Which brings me back to getting older. If the writer’s job is to examine his life, that’s not unlike the work of any person; it’s just a matter of degrees. We all create meaning and refine it as we age. The boy who finds a puddle of sperm in a gas station toilet in “Do Be. Don’t Be” can’t know he’ll grow up, assert an identity, love, protest, live. But, with hindsight, the narrator knows. The narrator describes his young self: “I still live with my family, and though I can’t imagine a place for myself in the world, I hope the world imagines it for me.” In fact, it is the adult who imagines a place for his child-self in the world, and through narcissism and nostalgia, he describes that place.

By 1993, Daryl of “Purple Men 2000” is infected with HIV: “Although Daryl is not a writer or artist, he hopes to finish his ‘early work’ and commence to his ‘mature work.’ The trees’ shadows are like sundials, the visual manifestation of time. He suspects that society is not letting him grow up. Somewhere else adults are deciding about trade deficits, urban renewal, genetic engineering, war and peace.”
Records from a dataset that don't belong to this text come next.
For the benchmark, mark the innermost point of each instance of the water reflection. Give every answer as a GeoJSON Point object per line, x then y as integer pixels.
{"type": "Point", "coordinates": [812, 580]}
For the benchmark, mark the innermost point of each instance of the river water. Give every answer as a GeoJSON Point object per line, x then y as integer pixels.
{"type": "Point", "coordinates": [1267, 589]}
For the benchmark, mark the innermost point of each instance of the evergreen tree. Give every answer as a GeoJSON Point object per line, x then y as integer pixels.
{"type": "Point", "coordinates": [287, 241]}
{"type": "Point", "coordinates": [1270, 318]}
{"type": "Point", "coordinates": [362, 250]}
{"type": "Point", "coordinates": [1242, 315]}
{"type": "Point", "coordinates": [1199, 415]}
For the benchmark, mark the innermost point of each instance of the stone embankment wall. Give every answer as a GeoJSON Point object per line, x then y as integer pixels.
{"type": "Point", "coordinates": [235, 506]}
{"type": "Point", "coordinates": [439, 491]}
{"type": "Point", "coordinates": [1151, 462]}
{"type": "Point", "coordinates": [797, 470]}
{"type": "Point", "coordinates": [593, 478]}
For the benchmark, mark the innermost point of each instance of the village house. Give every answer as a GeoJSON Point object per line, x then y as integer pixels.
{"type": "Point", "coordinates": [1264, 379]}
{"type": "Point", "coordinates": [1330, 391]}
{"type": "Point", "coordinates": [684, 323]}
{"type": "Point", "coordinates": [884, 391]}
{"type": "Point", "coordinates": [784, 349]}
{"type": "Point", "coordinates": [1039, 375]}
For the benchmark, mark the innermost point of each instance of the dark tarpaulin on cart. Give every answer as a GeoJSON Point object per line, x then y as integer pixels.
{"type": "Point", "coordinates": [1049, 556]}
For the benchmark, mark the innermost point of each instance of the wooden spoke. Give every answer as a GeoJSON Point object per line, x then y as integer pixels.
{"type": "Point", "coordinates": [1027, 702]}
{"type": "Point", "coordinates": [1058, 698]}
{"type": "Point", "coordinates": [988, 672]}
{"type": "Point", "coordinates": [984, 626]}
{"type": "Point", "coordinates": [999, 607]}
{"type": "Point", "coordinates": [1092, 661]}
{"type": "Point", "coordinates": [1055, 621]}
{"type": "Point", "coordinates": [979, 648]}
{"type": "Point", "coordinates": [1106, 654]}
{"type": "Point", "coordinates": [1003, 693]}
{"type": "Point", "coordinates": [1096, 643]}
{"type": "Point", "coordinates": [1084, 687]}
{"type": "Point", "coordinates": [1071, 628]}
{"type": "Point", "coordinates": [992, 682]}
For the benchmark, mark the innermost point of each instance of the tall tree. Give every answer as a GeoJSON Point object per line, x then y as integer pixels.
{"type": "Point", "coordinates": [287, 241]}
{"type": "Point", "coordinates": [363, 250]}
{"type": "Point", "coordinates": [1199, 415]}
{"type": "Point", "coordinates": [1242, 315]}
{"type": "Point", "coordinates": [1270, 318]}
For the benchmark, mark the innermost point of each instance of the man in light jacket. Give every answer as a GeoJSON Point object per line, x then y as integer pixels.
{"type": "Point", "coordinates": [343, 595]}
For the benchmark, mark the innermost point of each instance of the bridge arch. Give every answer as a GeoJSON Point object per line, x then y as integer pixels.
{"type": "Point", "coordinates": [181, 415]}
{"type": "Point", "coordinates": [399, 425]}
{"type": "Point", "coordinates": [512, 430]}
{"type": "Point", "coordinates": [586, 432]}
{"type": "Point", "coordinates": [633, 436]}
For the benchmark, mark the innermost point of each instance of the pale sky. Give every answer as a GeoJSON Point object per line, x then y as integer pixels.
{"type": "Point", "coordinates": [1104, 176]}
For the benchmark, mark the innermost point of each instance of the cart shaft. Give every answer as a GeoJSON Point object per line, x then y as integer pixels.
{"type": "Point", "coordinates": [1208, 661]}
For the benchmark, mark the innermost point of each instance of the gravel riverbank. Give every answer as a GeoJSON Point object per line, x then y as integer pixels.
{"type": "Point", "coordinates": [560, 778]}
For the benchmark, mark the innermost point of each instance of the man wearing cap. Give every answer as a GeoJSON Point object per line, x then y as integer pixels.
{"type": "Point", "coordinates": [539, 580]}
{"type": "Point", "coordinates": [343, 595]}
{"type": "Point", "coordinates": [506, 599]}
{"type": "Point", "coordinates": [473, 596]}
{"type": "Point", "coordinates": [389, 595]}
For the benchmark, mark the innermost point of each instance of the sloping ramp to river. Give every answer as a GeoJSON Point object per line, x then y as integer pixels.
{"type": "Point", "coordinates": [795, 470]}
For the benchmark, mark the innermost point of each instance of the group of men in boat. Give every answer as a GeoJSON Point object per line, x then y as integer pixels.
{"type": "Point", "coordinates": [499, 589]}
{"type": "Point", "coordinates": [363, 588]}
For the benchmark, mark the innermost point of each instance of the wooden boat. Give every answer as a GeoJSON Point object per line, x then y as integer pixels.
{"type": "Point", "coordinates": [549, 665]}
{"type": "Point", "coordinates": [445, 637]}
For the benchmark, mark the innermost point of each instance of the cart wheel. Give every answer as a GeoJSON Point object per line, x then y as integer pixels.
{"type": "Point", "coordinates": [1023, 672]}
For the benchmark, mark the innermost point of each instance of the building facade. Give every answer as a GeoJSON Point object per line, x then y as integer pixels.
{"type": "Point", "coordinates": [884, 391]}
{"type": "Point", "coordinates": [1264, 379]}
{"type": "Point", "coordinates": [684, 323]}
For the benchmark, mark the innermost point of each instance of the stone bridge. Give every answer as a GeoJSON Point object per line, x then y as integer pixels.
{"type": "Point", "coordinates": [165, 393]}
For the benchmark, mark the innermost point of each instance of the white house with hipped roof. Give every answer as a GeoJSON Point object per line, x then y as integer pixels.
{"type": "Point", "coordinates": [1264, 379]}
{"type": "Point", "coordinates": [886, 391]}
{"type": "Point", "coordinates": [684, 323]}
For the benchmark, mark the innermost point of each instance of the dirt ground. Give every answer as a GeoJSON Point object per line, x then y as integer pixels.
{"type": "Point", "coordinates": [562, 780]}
But Daryl is growing up, with Trent, through 16 imperfect years together. As a couple, they create the world, spooning each other, holding it together: “They sleep urgently annealed to each other. Although they don’t know it, this is the secret of their success. Since the seventies, when the myth of Daryl and Trent became flesh and blood, they have spent every night glued skin to skin, de-charging the fury of the day.”

If this be romantic obsession, this aging dyke can tell you, it’s just about the most we can ask of each other, and of ourselves.